Intra- and extra-cranial BCOR-ITD tumours are separate entities within the BCOR-rearranged family.

BCOR-ITD tumours form an emerging family of aggressive entities with an internal tandem duplication (ITD) in the last exon of the BCOR gene. The family includes cerebral tumours, termed central nervous system BCOR-ITD (CNS BCOR-ITD), and sarcomatous types described in the kidney as clear cell sarcoma of the kidney (CCSK), in the endometrium as high-grade endometrial stromal sarcoma, and in the bone and soft tissue as undifferentiated round cell sarcoma or primitive myxoid mesenchymal tumour of infancy. Based on a series of 33 retrospective cases, including 10 CNS BCOR-ITD and 23 BCOR-ITD sarcomas, we interrogated the homogeneity of the entity regarding clinical, radiological, and histopathological findings, and molecular signatures. Whole-transcriptomic sequencing and DNA methylation profiling were used for unsupervised clustering. BCOR-ITD tumours mostly affected young children with a median age at diagnosis of 2.1 years (range 0-62.4). Median overall survival was 3.9 years and progression-free survival was 1.4 years.

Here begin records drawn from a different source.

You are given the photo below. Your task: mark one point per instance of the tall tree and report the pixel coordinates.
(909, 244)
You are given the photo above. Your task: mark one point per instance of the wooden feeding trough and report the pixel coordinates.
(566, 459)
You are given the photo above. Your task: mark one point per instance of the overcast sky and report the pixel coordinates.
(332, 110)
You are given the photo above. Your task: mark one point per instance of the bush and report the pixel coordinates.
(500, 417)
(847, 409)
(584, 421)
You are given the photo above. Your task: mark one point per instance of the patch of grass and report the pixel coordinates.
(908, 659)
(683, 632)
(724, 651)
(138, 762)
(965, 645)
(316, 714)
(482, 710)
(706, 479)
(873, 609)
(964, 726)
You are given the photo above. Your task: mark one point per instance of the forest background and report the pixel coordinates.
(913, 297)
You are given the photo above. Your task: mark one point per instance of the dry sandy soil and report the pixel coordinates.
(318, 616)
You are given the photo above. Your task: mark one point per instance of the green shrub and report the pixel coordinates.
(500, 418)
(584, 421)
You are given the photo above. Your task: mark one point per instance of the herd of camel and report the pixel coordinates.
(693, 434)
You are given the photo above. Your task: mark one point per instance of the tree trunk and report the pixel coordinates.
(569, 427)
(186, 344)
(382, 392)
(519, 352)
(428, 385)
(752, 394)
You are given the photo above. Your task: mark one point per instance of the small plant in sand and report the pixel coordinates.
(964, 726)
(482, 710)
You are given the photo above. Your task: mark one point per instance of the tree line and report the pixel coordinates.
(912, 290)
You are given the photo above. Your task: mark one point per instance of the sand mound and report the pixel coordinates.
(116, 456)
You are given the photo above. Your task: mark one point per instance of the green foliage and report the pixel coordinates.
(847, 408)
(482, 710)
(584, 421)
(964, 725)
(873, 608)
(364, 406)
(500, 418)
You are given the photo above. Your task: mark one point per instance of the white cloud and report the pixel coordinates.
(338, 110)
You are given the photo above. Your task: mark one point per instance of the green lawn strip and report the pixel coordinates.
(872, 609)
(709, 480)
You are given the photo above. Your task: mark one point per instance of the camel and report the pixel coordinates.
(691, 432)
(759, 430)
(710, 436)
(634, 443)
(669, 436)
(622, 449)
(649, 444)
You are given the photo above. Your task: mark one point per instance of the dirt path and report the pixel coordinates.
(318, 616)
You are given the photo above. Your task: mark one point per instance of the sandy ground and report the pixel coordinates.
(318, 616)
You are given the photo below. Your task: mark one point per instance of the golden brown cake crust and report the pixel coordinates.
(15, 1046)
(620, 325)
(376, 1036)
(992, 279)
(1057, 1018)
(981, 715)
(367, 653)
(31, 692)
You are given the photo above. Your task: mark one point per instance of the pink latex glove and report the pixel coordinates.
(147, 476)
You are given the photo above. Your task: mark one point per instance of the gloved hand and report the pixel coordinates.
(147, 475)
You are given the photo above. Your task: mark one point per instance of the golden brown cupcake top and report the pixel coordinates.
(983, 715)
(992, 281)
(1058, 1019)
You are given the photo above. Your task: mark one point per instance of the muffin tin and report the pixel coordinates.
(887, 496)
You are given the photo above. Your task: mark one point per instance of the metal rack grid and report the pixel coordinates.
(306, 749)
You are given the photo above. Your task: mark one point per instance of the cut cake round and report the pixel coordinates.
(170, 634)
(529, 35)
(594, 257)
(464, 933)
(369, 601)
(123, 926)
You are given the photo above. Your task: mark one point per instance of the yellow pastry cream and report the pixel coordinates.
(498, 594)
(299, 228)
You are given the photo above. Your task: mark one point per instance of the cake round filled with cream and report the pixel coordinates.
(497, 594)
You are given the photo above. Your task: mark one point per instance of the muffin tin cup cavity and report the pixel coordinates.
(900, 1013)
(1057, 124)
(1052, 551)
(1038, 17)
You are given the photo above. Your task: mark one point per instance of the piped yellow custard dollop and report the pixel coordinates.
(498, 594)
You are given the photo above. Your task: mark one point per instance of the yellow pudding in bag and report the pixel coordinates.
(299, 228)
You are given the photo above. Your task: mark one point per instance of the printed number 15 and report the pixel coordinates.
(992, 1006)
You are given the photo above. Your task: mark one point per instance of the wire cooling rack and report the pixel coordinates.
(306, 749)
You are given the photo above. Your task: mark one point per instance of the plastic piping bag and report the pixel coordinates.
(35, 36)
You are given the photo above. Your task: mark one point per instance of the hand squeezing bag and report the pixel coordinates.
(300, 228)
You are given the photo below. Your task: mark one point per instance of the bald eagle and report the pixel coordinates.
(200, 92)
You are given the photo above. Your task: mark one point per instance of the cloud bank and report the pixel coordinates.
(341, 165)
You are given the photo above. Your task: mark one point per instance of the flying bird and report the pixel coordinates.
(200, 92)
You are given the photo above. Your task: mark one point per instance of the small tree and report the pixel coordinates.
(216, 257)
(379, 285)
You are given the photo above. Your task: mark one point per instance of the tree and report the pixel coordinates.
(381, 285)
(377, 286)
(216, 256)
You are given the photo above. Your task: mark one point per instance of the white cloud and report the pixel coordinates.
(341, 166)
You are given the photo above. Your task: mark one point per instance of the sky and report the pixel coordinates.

This dismal prognosis is shared among tumours in all locations except CCSK. Histopathological review revealed marked differences between CNS BCOR-ITD and BCOR-ITD sarcomas. These two groups were consistently segregated by unsupervised clustering of expression (n = 22) and DNA methylation (n = 21) data. Proximity between the two groups may result from common somatic changes within key pathways directly related to the novel activity of the ITD itself. Conversely, comparison of gene signatures with single-cell RNA-Seq atlases suggests that the distinction between BCOR-ITD sarcomas and CNS BCOR-ITD may result from differences in cells of origin.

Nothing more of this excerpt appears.